Deploy the dashboards

EVAL_RG="rg-evaluation"
GRAFANA_NAME="grafana-sample-eval"
FOLDER_UID="abc123"
DATASOURCE_UID="smpl-eval-sql"
DASHBOARD_FILE="./dashboards/evaluation-overview.json"

WORK_DIR="$(mktemp -d)"
trap 'rm -rf "$WORK_DIR"' EXIT

RENDERED="$WORK_DIR/$(basename "$DASHBOARD_FILE")"

# jq reads the file as raw text (-R -s), does a global find-and-replace,
# then parses back to JSON to validate it.
jq --arg datasourceUid "$DATASOURCE_UID" \
   -R -s 'gsub("__DATASOURCE_UID__"; $datasourceUid) | fromjson' \
   "$DASHBOARD_FILE" > "$RENDERED"

az grafana dashboard import \
  --resource-group "$EVAL_RG" \
  --name "$GRAFANA_NAME" \
  --folder "$FOLDER_UID" \
  --overwrite true \
  --definition "$RENDERED" >/dev/null

echo "Dashboard imported successfully."

The above script takes the dashboard file and adds the SQL Server data connector to the different types of queries where it’s required, making the deployment dynamic and easy to roll out across multiple environments. You can apply this practice to any dashboard you have and to any data source you need.

What’s important

The key takeaway for me is that Grafana is a great tool for creating visualizations of any kind. I can’t think of a reason not to use it, although I’m sure I’ll think of a couple in the future.

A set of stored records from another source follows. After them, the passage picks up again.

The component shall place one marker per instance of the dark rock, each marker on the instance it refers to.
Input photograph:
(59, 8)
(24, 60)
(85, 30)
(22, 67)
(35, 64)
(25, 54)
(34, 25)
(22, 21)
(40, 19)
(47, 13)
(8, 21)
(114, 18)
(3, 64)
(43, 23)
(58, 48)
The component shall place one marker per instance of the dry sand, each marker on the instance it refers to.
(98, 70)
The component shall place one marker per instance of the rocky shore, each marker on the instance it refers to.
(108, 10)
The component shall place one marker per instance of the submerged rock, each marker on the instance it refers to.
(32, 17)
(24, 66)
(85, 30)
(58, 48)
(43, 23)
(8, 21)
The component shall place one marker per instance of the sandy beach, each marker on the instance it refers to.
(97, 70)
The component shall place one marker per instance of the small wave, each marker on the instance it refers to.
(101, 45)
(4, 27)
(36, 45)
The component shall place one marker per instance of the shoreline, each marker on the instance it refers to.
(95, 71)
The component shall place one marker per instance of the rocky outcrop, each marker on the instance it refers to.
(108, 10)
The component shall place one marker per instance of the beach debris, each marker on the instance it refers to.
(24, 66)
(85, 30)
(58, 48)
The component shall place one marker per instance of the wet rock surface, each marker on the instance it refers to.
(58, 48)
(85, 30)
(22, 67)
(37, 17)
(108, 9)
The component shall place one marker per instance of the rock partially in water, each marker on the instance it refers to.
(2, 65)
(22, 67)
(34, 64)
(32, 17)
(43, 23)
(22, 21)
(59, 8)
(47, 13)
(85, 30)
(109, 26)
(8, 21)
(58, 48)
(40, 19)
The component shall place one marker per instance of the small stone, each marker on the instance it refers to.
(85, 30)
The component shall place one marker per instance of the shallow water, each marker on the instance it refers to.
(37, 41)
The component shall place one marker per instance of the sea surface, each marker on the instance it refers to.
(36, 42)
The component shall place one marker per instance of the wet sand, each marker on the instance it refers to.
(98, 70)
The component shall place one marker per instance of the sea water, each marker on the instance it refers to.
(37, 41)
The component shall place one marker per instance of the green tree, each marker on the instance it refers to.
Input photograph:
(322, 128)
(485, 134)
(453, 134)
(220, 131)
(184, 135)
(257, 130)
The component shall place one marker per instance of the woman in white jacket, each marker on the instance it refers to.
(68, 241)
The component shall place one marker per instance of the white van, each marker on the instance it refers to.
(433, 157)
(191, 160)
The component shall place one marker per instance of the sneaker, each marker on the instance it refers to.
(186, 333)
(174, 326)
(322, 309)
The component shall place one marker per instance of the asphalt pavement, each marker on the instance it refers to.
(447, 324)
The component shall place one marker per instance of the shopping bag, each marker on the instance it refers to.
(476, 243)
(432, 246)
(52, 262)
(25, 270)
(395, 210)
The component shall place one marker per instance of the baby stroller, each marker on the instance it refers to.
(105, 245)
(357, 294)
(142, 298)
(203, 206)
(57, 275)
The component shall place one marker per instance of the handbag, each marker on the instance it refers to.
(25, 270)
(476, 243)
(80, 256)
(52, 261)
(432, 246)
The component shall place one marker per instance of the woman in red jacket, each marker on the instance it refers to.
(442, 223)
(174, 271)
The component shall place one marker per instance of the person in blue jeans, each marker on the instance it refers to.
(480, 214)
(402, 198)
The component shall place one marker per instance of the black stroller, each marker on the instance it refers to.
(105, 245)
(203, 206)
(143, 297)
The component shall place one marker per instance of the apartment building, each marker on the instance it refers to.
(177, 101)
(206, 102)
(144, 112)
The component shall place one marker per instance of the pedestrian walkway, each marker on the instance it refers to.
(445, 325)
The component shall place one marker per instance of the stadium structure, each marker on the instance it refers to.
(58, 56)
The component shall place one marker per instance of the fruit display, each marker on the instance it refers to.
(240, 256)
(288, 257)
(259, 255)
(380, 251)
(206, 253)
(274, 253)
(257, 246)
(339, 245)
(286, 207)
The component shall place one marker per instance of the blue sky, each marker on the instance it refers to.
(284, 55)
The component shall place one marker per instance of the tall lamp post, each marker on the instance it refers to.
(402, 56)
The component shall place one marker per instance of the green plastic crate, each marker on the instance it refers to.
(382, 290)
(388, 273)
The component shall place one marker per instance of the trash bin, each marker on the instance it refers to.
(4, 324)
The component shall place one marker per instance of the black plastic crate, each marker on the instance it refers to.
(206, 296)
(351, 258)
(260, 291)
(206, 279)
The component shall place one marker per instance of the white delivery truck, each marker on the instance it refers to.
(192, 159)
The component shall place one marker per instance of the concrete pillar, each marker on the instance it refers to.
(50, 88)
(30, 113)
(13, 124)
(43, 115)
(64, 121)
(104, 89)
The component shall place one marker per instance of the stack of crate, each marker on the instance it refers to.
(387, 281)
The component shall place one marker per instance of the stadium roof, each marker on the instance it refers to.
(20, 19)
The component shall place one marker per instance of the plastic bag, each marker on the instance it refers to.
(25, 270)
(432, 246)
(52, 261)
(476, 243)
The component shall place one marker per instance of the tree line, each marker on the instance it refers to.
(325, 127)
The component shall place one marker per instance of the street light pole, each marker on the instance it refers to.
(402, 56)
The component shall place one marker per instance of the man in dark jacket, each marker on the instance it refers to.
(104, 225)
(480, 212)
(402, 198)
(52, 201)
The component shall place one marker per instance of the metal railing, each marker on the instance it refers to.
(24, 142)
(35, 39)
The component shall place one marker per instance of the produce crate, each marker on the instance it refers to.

When setting this up, you need to:

  • Make sure the Grafana resource has an identity
  • This identity has read access to the data sources
  • Make sure the resource is able to connect, from a networking perspective, to the data sources
  • Add the dashboards to source control
  • Apply placeholders for the data sources in the dashboards that get dynamically replaced

Doing all of the above will give you a nicely scalable solution for visualizing data.